Il avait pensé que le négociant n’attendrait là que juste le temps nécessaire pour régler l’affaire avec l’avocat, qu’ils s’en iraient ensuite ensemble et qu’ils pourraient parler à fond tranquillement de tous les sujets qui l’intéressaient.

«Eh! oui, dit Leni, ce n’est pas tout le monde qui peut, comme toi, mon cher Joseph, être reçu par l’avocat n’importe quand. Tu n’as pas l’air d’être étonné qu’il te reçoive à onze heures du soir malgré sa maladie. Tu trouves tout de même trop naturel ce que tes amis font pour toi. Enfin…, c’est volontiers, moi surtout. Je ne veux pas d’autre remerciement que de savoir que tu m’aimes.»
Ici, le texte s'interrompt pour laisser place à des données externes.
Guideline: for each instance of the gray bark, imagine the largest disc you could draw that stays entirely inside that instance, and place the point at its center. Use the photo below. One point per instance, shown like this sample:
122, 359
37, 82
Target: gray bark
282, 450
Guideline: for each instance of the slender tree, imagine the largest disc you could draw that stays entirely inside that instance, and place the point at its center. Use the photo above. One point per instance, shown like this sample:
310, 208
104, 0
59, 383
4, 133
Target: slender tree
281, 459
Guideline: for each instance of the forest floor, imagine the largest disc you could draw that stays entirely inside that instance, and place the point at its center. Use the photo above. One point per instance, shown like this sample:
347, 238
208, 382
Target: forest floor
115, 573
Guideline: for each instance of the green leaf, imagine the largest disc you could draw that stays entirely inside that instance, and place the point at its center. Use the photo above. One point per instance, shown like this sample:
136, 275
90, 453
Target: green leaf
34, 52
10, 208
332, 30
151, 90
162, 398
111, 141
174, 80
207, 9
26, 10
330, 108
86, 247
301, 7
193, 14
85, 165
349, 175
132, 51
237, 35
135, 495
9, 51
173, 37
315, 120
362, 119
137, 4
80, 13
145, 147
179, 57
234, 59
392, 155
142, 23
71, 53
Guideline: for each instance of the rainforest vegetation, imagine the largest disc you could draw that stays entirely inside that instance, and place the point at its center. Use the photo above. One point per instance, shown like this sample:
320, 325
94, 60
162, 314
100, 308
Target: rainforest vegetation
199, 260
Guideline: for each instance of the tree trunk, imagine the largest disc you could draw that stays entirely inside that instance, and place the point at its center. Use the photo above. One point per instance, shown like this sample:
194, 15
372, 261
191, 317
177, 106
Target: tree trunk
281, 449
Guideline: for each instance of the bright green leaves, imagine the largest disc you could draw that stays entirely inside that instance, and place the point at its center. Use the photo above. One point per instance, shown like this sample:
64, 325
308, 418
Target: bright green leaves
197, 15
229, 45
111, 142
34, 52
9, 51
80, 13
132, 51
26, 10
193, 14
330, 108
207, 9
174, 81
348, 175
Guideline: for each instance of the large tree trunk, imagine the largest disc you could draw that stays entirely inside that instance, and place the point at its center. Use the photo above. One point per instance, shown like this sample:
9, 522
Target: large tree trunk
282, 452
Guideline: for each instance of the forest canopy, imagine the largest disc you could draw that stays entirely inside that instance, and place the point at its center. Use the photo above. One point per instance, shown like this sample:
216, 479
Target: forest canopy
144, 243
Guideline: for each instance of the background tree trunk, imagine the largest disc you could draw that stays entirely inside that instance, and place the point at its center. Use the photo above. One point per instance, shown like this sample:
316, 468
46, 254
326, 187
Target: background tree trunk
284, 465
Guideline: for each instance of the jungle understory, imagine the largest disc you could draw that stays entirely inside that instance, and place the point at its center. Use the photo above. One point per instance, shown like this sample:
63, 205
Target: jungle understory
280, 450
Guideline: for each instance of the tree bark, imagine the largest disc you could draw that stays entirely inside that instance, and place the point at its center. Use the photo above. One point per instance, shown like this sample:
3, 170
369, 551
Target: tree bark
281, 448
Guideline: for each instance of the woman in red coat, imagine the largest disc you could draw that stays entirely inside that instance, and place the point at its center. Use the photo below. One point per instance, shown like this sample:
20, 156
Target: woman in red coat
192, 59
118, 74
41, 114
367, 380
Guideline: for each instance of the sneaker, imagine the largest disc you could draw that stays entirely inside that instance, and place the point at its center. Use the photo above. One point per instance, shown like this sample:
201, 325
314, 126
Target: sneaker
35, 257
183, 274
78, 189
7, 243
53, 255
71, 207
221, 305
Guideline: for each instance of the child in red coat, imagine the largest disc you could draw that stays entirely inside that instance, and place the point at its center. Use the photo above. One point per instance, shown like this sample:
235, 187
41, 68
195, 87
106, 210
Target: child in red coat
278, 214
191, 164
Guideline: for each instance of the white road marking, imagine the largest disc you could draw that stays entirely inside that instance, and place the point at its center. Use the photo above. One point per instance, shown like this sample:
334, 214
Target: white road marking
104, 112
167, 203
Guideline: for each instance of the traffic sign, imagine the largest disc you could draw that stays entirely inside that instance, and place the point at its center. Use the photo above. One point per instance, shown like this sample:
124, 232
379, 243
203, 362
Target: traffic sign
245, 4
«Que je t’aime?» pensa K. dans le premier moment; ce ne fut qu’ensuite qu’il se dit: «Ah! oui, je l’aime.» Cependant, négligeant tout le reste, il déclara:

«Il me reçoit parce que je suis son client. Si l’on avait besoin d’un tiers pour se faire recevoir dans de telles conditions on ne pourrait plus faire un pas sans avoir à mendier et à remercier.

«Qu’il est mauvais aujourd’hui, n’est-ce pas?» demanda Leni au négociant.

«C’est moi qui suis l’absent cette fois-ci, pensa K., et il en voulut presque à Block quand il le vit prendre à son compte l’impolitesse de Leni en disant à la jeune fille:

«L’avocat le reçoit aussi pour d’autres raisons. Son cas est plus intéressant que le mien. Et puis, son procès n’en est qu’au début, il ne peut donc être déjà gâché, et l’avocat doit avoir encore plaisir à s’en occuper. Cela changera par la suite.

– Et patati et patata, dit Leni en regardant Block avec un rire ironique. Voyez-moi donc ce bavard! Il n’y a rien à croire de ce qu’il dit, tu sais, ajouta-t-elle en se tournant vers K. Il est gentil, mais il est encore plus bavard. Peut-être est-ce une des raisons pour lesquelles l’avocat ne peut pas le souffrir. En tout cas, il ne le reçoit que quand ça lui chante. J’ai déjà pris grand-peine à chercher à modifier cette situation, mais il n’y a rien à y faire. Rends-toi compte: il m’arrive d’aller lui annoncer Block et il le reçoit, mais c’est trois jours après. Et si Block n’est pas là quand on lui dit de venir, tout est perdu et c’est une chose à recommencer. C’est pourquoi je lui ai permis de coucher ici, car il est déjà arrivé que l’avocat me sonnât dans la nuit pour le recevoir. Aussi maintenant il est prêt même la nuit. À vrai dire, il arrive aussi que l’avocat le décommande quand il s’aperçoit qu’il est là.»

K. regarda le négociant d’un air interrogateur. Mais Block opinait du bonnet; il déclara aussi franchement qu’auparavant – peut-être son humiliation l’avait-elle rendu distrait:

«Oui, par la suite, on devient très esclave de son avocat.

– Il ne se plaint que pour faire semblant, dit Leni. Il aime beaucoup coucher ici, il me l’a avoué souvent.»

Là-dessus, elle alla ouvrir une petite porte.